I'm traveling now, in North Carolina far from my usual New England. My breakfast this morning was of the great American delicacies, biscuits and gravy. For those of you unfamiliar with this fine regional dish, it's sturdy white-flour biscuits covered in white gravy made out of a roux based in sausage fat. The better gravies have bits of sausage suspended in the mess and are a little spicy. It's bound to kill you if eaten too often and utterly delicious.

As I was savoring every morsel this morning I got to thinking about other sturdy, regional foods I love. None are healthy, they all are rich, fatty and delicious. Cheesesteak sandwiches like those I grew up with in Philadelphia; fish tacos; biscuits and gravy; you know the kind of foods I'm talking about. These are all foods made from what's available, the leftover odds and ends in the kitchen from those homes where you need to use everything, nothing can go to waste. These are foods that are more concerned about daily caloric intake - making sure there is enough - than with a balanced diet, low-fat, high-fiber kind of life.

What I find interesting is that these foods have moved from poor food, stuff you eat because you have to, to regional pride.
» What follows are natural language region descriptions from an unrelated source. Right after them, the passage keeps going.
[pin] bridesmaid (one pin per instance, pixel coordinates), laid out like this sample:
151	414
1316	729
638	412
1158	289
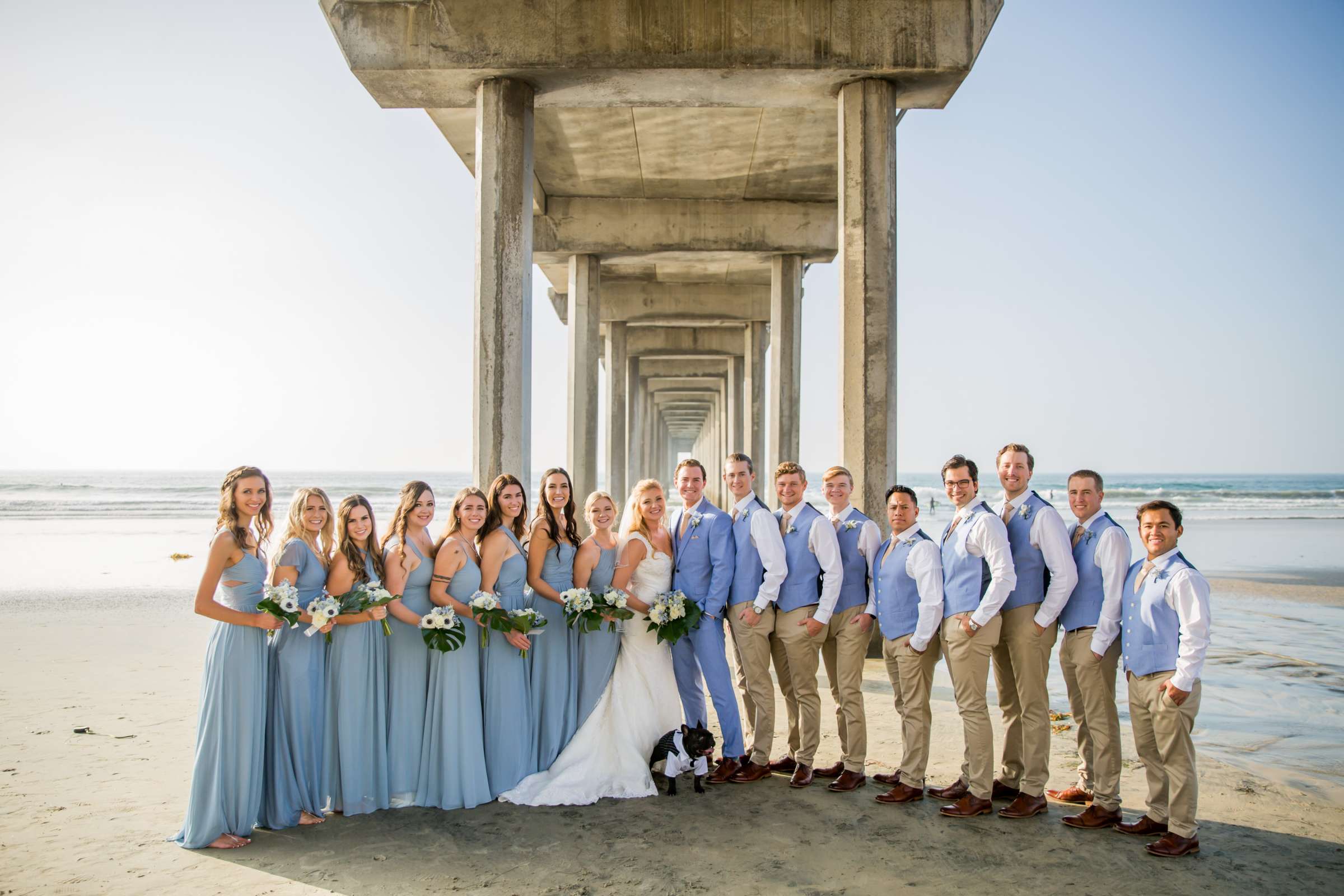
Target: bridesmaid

Ask anyone from Philadelphia about the local cuisine and I can promise they will mention steak sandwiches, not knowing that originally they were made with the leftover scraps of meat. Southern Californians love their fish tacos, cheap and hot from stands, but they were originally a food of necessity, made out of what was readily available. And biscuits and gravy are the mainstay of any Southern establishment that wants to tout its Southerness. These are no longer the foods of poverty, but of pride and tradition.